Al igual que hiciera Wim Wenders con su carta de amor a Pina Bausch, el uso del 3D se revela como espectacular y necesario para contemplar una belleza física que pocos saben filmar como Herzog. Las pinturas adquieren un tono fantasmagórico y casi sobrenatural que hace que el realizador transmita esas apasionantes imágenes de manera casi cristalina para lograr cautivar al espectador, y lo que es más, conmoverlo.
Herzog ha estirado una sencilla anécdota argumental (aunque de enorme trascendencia histórica), como es la exploración de estas pinturas, y la ha transformado en un largometraje. Lo que a priori casi parece un chiste. ¿Cómo es posible que la filmación de estas obras logren llenar una hora y media? Es gracias a Herzog que logra contagiar su propia pasión a todo aquel que observa esa realidad descubierta mediante sus ojos, unos ojos siempre interesantes y magnéticos que hacen que estemos delante de una valiosa muestra de documental.

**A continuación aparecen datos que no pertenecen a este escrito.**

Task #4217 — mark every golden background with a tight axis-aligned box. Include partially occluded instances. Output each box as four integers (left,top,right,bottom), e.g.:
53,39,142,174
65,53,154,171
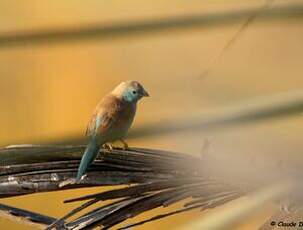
0,0,303,229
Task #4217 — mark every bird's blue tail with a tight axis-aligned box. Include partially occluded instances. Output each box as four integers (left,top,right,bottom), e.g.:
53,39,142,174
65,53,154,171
77,138,100,181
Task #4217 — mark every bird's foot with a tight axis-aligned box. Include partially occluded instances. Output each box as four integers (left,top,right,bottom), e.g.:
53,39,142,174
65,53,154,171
120,139,129,150
102,143,114,151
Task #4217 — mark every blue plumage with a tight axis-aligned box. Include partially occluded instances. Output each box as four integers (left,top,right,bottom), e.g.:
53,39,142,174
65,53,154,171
77,81,149,181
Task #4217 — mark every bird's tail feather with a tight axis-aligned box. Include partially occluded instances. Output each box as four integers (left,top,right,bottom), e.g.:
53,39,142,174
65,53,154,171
77,138,100,181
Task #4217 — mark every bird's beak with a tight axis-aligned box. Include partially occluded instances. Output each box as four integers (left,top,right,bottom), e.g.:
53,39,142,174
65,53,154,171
142,90,149,97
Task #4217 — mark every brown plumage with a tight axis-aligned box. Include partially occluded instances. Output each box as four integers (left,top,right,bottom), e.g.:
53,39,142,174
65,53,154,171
77,81,149,180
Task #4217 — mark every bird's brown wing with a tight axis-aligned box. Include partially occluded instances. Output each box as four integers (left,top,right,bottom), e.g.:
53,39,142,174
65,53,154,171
85,96,119,136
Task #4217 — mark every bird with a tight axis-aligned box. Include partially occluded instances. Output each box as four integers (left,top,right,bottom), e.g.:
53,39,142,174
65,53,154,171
76,80,149,181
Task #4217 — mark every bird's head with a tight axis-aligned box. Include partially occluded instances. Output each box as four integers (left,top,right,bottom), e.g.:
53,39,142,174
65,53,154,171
112,81,149,102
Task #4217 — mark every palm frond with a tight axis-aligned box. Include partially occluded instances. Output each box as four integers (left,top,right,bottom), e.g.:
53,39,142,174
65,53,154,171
0,145,244,229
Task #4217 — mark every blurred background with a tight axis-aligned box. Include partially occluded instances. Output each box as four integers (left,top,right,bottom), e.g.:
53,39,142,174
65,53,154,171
0,0,303,229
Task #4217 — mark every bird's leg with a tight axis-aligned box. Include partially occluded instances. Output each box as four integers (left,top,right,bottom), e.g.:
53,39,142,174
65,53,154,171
119,139,128,150
102,143,114,151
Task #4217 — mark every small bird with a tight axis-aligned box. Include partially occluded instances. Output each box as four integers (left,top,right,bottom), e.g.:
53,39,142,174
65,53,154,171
76,81,149,181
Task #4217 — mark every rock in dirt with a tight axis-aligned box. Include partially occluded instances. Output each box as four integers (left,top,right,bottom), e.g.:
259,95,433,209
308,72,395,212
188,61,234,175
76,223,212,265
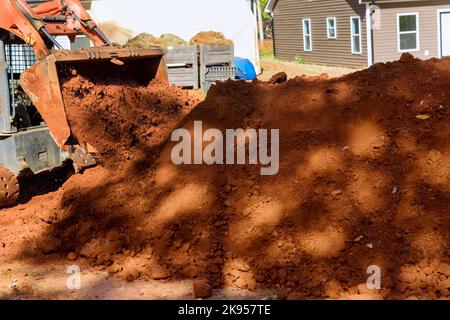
67,252,78,261
193,279,212,299
150,264,169,280
38,237,62,254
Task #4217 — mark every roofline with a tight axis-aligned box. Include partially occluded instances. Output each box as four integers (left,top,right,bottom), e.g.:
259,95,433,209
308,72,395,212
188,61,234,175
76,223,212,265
359,0,427,4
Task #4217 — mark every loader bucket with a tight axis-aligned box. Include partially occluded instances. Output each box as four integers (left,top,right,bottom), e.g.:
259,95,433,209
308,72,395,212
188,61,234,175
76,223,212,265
20,47,168,149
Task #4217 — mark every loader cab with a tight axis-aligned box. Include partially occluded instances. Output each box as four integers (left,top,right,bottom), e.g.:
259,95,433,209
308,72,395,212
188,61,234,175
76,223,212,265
0,37,69,181
0,41,44,133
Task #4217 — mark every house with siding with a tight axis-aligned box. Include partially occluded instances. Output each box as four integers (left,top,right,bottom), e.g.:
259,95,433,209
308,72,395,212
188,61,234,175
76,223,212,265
266,0,450,68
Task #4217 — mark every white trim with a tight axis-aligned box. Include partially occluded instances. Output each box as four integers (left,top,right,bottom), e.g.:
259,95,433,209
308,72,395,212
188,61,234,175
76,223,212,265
350,16,362,54
397,12,420,52
366,3,374,67
326,17,337,39
437,8,450,59
302,18,312,52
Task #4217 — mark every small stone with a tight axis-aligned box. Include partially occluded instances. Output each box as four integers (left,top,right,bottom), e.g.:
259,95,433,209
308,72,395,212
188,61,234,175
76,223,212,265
38,238,62,254
183,266,198,279
193,279,212,299
150,265,169,280
125,269,141,282
67,252,78,261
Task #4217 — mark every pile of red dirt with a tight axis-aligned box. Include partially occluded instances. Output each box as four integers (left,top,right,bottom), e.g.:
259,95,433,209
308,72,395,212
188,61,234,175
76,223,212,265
62,74,198,165
7,55,450,298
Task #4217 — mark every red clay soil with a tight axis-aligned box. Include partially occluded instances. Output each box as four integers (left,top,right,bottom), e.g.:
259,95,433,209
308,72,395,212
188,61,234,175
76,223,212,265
2,55,450,299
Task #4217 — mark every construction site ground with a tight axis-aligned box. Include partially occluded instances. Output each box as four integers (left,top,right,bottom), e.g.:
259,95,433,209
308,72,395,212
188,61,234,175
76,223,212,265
4,54,450,299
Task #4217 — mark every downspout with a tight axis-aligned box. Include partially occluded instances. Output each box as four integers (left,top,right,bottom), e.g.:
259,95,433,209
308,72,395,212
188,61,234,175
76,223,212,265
366,0,375,67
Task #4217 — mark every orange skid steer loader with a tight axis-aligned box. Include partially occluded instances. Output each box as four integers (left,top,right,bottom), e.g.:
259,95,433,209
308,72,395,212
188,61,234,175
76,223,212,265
0,0,167,208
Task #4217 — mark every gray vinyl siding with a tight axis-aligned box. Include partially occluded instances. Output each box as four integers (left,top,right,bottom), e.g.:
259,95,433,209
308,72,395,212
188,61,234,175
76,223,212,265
374,0,450,62
273,0,368,68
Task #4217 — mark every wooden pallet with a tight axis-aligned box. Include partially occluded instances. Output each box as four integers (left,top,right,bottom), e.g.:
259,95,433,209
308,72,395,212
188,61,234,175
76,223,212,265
166,46,199,89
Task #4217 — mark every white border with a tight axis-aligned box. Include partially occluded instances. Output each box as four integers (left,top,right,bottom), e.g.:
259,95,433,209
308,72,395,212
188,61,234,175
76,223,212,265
397,12,420,52
302,18,312,52
326,17,337,39
436,8,450,59
350,16,363,54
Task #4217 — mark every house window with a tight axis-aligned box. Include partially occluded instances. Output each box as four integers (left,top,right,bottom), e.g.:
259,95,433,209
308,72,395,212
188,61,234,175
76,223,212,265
303,19,312,51
327,17,337,39
397,13,419,52
350,17,362,54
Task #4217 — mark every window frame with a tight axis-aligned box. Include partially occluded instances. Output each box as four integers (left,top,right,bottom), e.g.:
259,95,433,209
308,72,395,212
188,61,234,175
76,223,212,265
350,16,363,54
302,18,312,52
397,12,420,53
327,17,337,39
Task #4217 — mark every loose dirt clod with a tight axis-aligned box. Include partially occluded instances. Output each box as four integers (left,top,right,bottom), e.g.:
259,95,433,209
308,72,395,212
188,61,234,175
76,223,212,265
189,31,233,46
192,280,212,299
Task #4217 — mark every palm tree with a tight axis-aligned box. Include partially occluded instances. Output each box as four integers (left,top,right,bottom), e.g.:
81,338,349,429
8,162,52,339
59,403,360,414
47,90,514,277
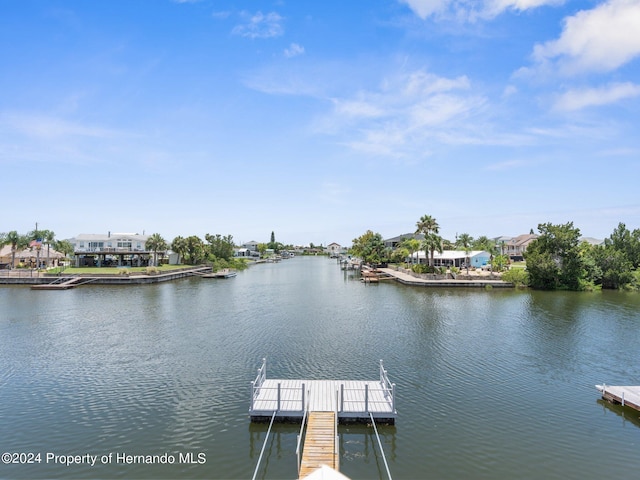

Pero no sólo su filmación resulta magnánima sino también el modo en el que reinterpreta el género en sí mismo. La cueva de los sueños olvidados es un experimento tan bello, catártico e insólito que hace que el término documental se quede pequeño porque lo que consigue Herzog es realizar una crónica filmada y llena de entusiasmo hacia los orígenes de nuestra propia Humanidad y realzarla con los matices de su sabiduría y su pasión vírica. Desde luego, ha alcanzado aquí una de sus cimas cinematográficas.